CACM November 2016: “Apache Spark: A Unified Engine for Big Data Processing”

The November 2016 issue of CACM features an overview paper on Apache Spark written by Spark contributors from AMPLab and Databricks.   The paper, entitled “Apache Spark: A Unified Engine for Big Data Processing” by Matei Zaharia, Reynold S. Xin, Patrick Wendell, Tathagata Das, Michael Armbrust, Ankur Dave, Xiangrui Meng, Josh Rosen, Shivaram Venkataraman, Michael J. Franklin, Ali Ghodsi, Joseph Gonzalez, Scott Shenker, and Ion Stoica, describes the history of Spark and the main ideas behind it, as well as giving an overview of the basic RDD model, higher-level programming interfaces, and some Spark applications.

While Spark is not the cover story of the issue (see below), it is featured with a bonus video by Dr.
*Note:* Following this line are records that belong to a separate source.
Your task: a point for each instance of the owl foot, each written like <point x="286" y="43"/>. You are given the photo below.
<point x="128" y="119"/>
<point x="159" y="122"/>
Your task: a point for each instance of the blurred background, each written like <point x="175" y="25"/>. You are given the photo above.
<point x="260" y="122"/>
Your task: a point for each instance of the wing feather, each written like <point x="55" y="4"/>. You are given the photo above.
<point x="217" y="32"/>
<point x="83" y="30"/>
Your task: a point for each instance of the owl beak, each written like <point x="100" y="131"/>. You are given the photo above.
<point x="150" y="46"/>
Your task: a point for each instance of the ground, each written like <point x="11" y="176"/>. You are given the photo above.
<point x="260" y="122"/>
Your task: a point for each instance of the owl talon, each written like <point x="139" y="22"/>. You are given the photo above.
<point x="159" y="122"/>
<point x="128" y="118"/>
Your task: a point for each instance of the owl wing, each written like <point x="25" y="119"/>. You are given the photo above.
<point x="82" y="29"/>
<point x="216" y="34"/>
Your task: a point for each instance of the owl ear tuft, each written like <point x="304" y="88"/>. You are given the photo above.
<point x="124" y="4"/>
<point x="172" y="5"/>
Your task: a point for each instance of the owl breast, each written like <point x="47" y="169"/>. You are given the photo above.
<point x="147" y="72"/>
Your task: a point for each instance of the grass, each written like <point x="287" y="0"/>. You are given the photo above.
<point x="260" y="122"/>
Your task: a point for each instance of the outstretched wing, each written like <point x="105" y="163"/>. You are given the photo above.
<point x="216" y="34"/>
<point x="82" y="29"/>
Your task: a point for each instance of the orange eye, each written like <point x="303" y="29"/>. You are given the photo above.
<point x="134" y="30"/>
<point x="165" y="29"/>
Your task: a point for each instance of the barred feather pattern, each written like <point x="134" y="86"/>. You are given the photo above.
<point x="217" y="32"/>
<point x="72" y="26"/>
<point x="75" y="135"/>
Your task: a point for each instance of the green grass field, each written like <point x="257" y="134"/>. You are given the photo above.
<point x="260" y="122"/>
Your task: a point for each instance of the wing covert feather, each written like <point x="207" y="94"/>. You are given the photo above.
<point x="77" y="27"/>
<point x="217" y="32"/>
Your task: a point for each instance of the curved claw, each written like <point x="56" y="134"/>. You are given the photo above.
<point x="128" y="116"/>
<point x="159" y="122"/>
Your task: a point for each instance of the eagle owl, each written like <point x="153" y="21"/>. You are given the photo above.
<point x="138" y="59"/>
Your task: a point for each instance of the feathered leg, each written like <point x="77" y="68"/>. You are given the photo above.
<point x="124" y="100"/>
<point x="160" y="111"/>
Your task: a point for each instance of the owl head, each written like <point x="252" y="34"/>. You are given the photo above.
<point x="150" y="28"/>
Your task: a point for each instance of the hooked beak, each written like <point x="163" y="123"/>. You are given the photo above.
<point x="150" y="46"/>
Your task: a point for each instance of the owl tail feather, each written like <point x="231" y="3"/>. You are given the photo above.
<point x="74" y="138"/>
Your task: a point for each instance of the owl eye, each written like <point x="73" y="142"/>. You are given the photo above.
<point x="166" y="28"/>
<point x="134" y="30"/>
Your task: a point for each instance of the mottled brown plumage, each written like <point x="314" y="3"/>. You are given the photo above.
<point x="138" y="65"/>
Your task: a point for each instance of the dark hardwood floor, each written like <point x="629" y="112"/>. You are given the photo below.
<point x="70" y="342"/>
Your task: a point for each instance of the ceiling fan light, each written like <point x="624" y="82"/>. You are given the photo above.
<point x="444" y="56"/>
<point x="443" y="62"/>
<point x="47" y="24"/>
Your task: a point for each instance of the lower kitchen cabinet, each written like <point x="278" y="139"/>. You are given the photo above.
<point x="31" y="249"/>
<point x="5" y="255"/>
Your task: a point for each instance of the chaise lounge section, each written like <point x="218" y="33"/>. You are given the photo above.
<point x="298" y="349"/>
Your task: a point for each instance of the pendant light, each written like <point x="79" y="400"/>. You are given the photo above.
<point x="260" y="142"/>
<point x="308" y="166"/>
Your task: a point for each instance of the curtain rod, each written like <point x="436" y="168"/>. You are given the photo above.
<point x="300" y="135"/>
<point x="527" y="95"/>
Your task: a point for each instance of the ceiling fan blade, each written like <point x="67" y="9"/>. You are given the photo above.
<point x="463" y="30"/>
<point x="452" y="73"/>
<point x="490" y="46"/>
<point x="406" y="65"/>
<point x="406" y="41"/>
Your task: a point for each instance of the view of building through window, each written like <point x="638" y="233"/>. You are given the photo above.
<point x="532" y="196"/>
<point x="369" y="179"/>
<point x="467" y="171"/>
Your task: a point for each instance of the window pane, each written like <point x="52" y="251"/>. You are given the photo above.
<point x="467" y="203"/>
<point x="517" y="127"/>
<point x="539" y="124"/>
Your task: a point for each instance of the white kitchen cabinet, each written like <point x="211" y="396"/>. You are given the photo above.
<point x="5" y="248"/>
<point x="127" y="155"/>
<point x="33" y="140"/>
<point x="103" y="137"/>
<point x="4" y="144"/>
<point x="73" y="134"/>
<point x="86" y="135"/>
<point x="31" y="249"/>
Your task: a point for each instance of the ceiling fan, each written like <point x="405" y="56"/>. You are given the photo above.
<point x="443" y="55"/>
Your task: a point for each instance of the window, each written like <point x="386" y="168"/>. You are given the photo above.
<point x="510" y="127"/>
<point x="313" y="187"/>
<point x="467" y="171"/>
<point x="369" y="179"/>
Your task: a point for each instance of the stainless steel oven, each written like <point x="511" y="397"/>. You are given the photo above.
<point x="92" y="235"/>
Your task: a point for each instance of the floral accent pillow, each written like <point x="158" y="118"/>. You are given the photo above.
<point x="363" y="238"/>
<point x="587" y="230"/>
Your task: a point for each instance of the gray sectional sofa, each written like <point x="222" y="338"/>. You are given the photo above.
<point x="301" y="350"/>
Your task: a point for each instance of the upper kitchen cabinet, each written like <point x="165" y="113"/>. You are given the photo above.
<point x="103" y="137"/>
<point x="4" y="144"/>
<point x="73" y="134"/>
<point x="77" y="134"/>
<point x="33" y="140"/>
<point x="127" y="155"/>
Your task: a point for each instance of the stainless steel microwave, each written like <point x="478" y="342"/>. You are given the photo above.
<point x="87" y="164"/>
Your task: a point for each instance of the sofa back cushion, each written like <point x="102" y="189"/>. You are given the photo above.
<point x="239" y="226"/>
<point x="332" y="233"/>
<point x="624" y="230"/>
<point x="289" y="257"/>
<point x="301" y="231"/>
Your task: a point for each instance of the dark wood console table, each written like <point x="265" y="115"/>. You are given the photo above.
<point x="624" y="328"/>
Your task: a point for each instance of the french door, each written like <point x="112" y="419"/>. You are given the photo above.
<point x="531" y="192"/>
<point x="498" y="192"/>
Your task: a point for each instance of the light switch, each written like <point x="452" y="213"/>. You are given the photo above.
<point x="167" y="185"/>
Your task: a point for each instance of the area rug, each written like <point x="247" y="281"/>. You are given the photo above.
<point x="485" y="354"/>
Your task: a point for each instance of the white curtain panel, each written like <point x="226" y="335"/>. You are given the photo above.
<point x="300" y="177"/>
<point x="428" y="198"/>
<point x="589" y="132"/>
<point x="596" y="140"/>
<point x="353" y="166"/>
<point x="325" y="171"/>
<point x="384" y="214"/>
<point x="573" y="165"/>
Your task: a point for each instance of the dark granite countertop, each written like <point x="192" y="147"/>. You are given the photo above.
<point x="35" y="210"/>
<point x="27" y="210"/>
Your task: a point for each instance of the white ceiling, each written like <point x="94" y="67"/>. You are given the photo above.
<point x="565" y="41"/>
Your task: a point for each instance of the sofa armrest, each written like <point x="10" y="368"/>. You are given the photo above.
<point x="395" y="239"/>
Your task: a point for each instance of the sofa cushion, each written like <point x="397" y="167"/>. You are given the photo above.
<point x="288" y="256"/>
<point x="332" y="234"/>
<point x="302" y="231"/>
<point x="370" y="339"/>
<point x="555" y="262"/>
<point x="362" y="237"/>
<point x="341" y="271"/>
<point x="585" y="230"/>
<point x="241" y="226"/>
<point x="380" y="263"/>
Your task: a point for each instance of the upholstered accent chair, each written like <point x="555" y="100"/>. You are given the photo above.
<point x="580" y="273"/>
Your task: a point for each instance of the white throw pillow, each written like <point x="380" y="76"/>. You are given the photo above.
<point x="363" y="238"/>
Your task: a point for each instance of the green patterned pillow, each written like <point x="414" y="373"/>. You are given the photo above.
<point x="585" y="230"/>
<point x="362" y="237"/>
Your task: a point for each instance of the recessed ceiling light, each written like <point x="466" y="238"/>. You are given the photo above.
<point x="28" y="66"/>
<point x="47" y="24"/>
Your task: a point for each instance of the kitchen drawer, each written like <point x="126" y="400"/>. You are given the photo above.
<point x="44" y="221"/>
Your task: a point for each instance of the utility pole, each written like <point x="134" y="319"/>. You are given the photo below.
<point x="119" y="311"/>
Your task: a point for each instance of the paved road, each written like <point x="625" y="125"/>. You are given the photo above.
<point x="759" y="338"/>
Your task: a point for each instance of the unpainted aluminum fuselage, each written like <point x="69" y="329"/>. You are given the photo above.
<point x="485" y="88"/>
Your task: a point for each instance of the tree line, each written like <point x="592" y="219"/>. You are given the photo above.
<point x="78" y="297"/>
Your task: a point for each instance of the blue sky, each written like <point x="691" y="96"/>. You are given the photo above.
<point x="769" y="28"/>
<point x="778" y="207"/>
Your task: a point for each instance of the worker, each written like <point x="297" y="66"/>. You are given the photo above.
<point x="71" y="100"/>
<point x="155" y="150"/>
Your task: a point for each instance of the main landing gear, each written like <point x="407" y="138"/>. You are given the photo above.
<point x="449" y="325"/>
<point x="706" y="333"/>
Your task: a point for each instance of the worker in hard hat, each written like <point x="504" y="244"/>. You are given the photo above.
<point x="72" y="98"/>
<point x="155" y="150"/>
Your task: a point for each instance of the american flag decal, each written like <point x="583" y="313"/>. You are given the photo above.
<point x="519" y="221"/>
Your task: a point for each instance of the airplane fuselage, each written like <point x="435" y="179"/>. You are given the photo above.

Matei Zaharia.

For this issue, CACM opted to go with a “COSMO-style” cover, either as a (reasonable) attempt at humor or an (unrealistic) attempt to increase sales at super-market checkout lines, so Spark is not the cover story, but the cover article co-authored by Berkeley colleague Christos Papadimitriou is also a good read.